Emerging from the Creative Producers International program run by Bristol-based Watershed is the project Umongo wedolobha, loosely translated to The Marrow of the City. The project looks to insert a history of early black migrant workers in the city of Durban. The project uses the ideas of the flaneur (or the drifter), deep mapping, psychogeography, and cartography, whilst placing these alongside the experiences and histories of black bodies who traversed the city under apartheid and colonialism. Umongo wedolobha, therefore, connect the memories of this generation with the present generation of urban practitioners who place-make in the same city, although under a different dispensation. The project questions how black bodies have existed in the city, and how they occupy and influence space in contemporary society. Part of the aim of the project is to create a vocabulary of urban praxis outside of the established academic modalities of urban discourse. This work will culminate in a structure installation at the Durban Workshop Amphitheatre. The project is conceived and led by Durban based cultural producer, Russel Hlongwane, with the support of Mary-Anne McAllister. The project is made possible by Watershed under the Playable Cities program, as well as a list of secondary partners such as Arts Council England, Lagos Urban Network British Council, University of West England, Royal Shakespeare Company, Rhizomatiks, Somerset House, and Laboratorio Para La Cuidad. The project is due to be installed in the first week of (10) August 2019 but is preceded by several preliminary interventions. These include a performance lecture in the Architecture Department of the Durban University of Technology, a series of ‘epistemic walks’ in the city center with Russel Hlongwane, and a screening of a film about black labor under apartheid South Africa.

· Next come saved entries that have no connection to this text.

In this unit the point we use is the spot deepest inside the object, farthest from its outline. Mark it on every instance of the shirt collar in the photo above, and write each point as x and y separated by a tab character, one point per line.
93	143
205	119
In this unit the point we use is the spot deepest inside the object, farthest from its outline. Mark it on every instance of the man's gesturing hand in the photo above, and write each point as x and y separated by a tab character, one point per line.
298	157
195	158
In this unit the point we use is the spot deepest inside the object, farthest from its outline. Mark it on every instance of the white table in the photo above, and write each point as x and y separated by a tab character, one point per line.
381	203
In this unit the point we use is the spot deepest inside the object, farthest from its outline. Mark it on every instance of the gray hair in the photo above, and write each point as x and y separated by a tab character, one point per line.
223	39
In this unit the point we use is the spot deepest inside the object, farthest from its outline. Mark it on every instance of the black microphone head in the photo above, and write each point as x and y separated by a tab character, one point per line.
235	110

Russel Hlongwane is a cultural producer and creative industries consultant based in Durban, South Africa. His work is located at the intersection of Heritage/Modernity and Culture/Tradition, as it applies to various disciplines of artistic practice. His said practice includes cultural research, creative producing, design, curatorship, and the creative economy.
He is part of several collectives, working groups, and programs spread across the SADC region, the continent, and the global community. Hlongwane operates as a curator, writer, producer, researcher, theorist, and consultant. His work has been showcased in Munich, Marrakech, London, Maputo, Karlsruhe, Harare, Bristol, Tokyo, and South Africa.
Mary-Anne McAllister is an artist, curator, and producer living in Durban. She has recently been involved in various creative projects producing and collaborating with local creative people. McAllister curated and organized the Alter Egos Illustrative exhibition at Open Plan Studio for First Thursdays Station Drive in 2019. She curated the African Art Centre’s shop and First Thursday Sale Exhibition in March. McAllister was the assistant curator and exhibiting artist at Fixations, Obsessions & Preoccupations in 2015 at The Rickshaw in Durban. She edited Avi Sooful’s video work for Between Democracies, 1989-2014: Commemoration and Memory, which was exhibited at Constitution Hill. McAllister has participated in various group exhibitions, which include Abxiom (2015), Parabilis (2017), Revolutionary Ink Exhibition (2017), For Sale Group Exhibition (2017) and The Collective (2019).